You don't need salt water. Just tap water works fine.
In the video he's using too much voltage. Try to keep the bubbles from forming by setting the voltage lower. With salt water you could be creating chlorine gas and hydrogen gas.


----------



## Martijn (Nov 29, 2021)

On the other hand, i'm using a 12Volt adapter, but with tap water. The salt increases conductivity which allows for the higher current.


----------



## rickbb (Nov 29, 2021)

On most silver plated flatware the silver layer is extremely thin. Just enough to give it the color. I've not found a way that makes if worth the time it takes, let alone any chemistry or electricity costs. Even at todays relativity high spot price of $22 ozt., still not enough value to justify the trouble. IMHO.

I get more return on plated flatware by making wind chimes and other "yard art" items from them. Takes less time and you can sell them for $10 to $20 each. Way more return than just the silver value and no heavy metal waste acids to deal with.


----------



## Geo (Nov 30, 2021)

Thickness of plating can vary depending on maker and vintage. In days past, people actually wanted stuff that you could polish and not wear off the plating. Later on when the "use and toss" culture came along, quality wasn't as important. Just like anything else, some is trash and some is better. Any process that creates waste that has to be treated and may cost more than the metal recovered, it would be better to pass it along to some one else. As soon as I find time, I will video the process of stripping silver and recovery. 

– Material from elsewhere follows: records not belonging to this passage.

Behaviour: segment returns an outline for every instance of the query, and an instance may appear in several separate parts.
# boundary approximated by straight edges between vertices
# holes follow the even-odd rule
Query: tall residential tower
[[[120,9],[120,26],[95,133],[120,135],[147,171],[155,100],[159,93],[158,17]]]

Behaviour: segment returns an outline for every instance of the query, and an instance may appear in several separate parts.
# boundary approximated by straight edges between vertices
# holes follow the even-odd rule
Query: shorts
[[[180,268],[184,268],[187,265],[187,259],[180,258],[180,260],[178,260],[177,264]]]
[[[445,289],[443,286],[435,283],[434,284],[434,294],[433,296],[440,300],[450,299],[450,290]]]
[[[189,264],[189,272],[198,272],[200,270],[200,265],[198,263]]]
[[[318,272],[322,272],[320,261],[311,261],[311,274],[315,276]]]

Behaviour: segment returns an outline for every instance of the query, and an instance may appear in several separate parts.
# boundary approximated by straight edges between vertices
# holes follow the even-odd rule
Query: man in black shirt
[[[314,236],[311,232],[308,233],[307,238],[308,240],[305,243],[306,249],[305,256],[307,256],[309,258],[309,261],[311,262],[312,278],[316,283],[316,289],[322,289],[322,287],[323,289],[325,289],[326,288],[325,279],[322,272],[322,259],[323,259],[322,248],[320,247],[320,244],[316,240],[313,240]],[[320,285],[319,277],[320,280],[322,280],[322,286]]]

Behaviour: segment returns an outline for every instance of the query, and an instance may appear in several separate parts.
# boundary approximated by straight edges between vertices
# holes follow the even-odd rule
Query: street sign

A member here posted a process using copper persulfate as an electrolyte to strip silver. keeping a piece of copper out of the flow of electrons lets the silver cement out of solution just like cementing from a nitric acid solution. I can't find the post. There was pictures and descriptions. 

Another process is the one Nick mentioned. It doesn't have to be hot. Heat just speeds up the process. The nitric acid content is low enough that a damp cloth and a rubber band is about all that's needed to keep the fumes down and work safely outside. 

Sodium thiosulfate as an electrolyte will strip silver very quickly. I have used it to strip silver but did not complete the experiment through recovery. It can also strip gold under the right conditions.


----------